Title Our TV is a carton!
Country Malawi
Organization Malawi Institute of Education (MIE)

In a remote part of Malawi children in a school are seated under a tree. The teachers are facing with lack of teaching resources; hence they are being innovative and using locally available materials to bridge the gap. For instance, a teacher utilizes a used carton, and creates a look-alike TV set with it. Colorful illustration on the front side of the box is shown as if it is on a TV screen. Children here have never been even close to a real TV set. This kind of innovative method of teaching is known as Talular (Teaching and Learning Using locally Available Resources.) Other materials can be bottle tops, cardboards, matchboxes, roots, leafs and whatever you can think of. This program is to motivate teachers to be more interesting in their instructional methods. Through interviews of four model teachers, we learn of their frustrations at having no teaching and learning resources. The program also uses vivid facial expressions of the children being benefited by the innovative teachers.
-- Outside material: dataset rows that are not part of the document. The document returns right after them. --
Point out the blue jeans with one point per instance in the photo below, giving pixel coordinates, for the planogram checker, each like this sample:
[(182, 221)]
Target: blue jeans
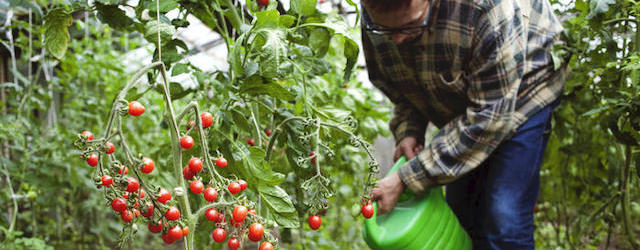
[(494, 202)]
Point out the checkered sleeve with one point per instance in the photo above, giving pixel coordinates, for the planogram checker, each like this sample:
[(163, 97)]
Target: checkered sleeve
[(496, 71), (405, 122)]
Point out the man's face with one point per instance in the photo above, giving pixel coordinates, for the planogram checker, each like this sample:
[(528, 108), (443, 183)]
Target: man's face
[(412, 15)]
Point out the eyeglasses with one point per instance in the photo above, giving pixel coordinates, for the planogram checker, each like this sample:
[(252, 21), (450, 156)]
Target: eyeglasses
[(372, 28)]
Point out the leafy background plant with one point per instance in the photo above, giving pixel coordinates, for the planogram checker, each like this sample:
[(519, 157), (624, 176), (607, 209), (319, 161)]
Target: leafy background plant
[(65, 69)]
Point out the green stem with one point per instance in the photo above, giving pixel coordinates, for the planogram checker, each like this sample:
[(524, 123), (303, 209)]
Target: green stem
[(624, 188), (620, 20), (177, 151), (276, 131), (255, 123), (14, 214)]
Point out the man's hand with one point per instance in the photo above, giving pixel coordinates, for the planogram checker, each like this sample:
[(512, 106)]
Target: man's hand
[(387, 192), (408, 147)]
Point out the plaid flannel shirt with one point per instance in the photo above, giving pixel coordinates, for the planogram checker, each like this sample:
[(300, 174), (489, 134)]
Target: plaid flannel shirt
[(481, 68)]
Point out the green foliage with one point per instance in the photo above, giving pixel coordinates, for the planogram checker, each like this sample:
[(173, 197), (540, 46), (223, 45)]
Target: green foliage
[(56, 26), (282, 67), (586, 181)]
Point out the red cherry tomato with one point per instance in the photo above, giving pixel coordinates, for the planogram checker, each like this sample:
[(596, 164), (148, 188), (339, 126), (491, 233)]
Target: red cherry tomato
[(210, 194), (266, 246), (148, 165), (250, 141), (136, 212), (220, 218), (239, 213), (110, 148), (315, 222), (136, 108), (155, 228), (132, 185), (126, 215), (195, 165), (119, 205), (233, 243), (167, 239), (234, 187), (190, 124), (186, 142), (92, 160), (186, 173), (255, 231), (243, 184), (172, 213), (221, 162), (175, 232), (196, 186), (164, 196), (367, 210), (126, 170), (207, 119), (313, 160), (211, 214), (87, 135), (219, 235), (107, 181)]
My proposal, Our TV is a carton! was inspired by words of a child I met in a school in Malawi when I was filming another educational film. When the child saw himself on my camera’s viewfinder, he commented, “We also have a TV,” then went ahead to retrieve a carton. At this time I had noticed the hardships that learners and teachers faced due to lack of learning and teaching resources.
I also met the teacher who had improvised the carton as a "TV." This teacher really inspired me because he had not given up but was utilizing all types of resources.
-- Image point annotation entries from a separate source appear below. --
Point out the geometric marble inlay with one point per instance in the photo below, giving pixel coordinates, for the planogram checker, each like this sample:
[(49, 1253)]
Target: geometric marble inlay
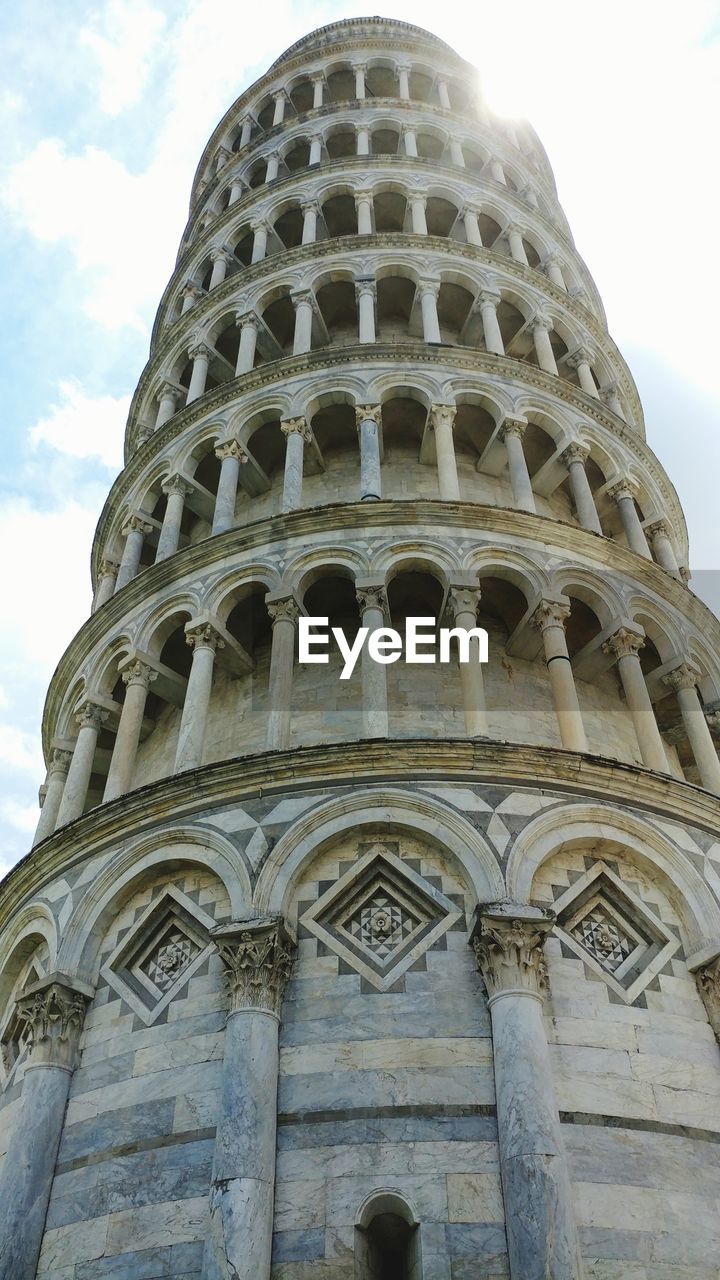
[(381, 917), (159, 954), (609, 927)]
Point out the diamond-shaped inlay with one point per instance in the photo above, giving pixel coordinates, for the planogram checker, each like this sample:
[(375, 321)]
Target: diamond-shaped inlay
[(609, 927), (159, 955), (381, 915)]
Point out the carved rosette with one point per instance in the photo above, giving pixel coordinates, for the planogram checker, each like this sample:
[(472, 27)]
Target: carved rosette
[(258, 958), (54, 1015), (509, 950)]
The resilience and determination of the teachers and the reactions of their learners are the centerpiece of my documentary. As Ralph Waldo Emerson, poet and essayist, once said, one should not go where the path may lead, but instead go where there is no path and leave a trail – this is what these teachers are doing.
I want to show how the efforts of the brave teachers are translating into meaningful education for their learners. My film is about hope, not hopelessness, even in the face of major challenges.
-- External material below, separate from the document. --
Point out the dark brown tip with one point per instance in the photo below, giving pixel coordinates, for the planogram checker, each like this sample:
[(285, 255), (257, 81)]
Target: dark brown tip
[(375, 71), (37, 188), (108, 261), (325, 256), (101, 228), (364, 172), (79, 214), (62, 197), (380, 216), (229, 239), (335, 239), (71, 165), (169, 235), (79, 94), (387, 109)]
I am grateful to the JAPAN PRIZE, NHK, and the Hoso Bunka Foundation which are making this documentary a reality.
(Caleb Muchungu)

The jurors unanimously agreed to award the Hoso Bunka Foundation Prize to Our TV is a carton! because of its clear educational goals and target audience. It is an inspirational program that shows resourceful teachers and their way of coping with the lack of educational infrastructure and teaching materials in Malawi. This proposal, a positive story of African people, challenges the stereotypical image of a people who, lacking initiative, simply ask for handouts. It is a creative and innovative approach that has the potential to inspire teachers regionally and globally.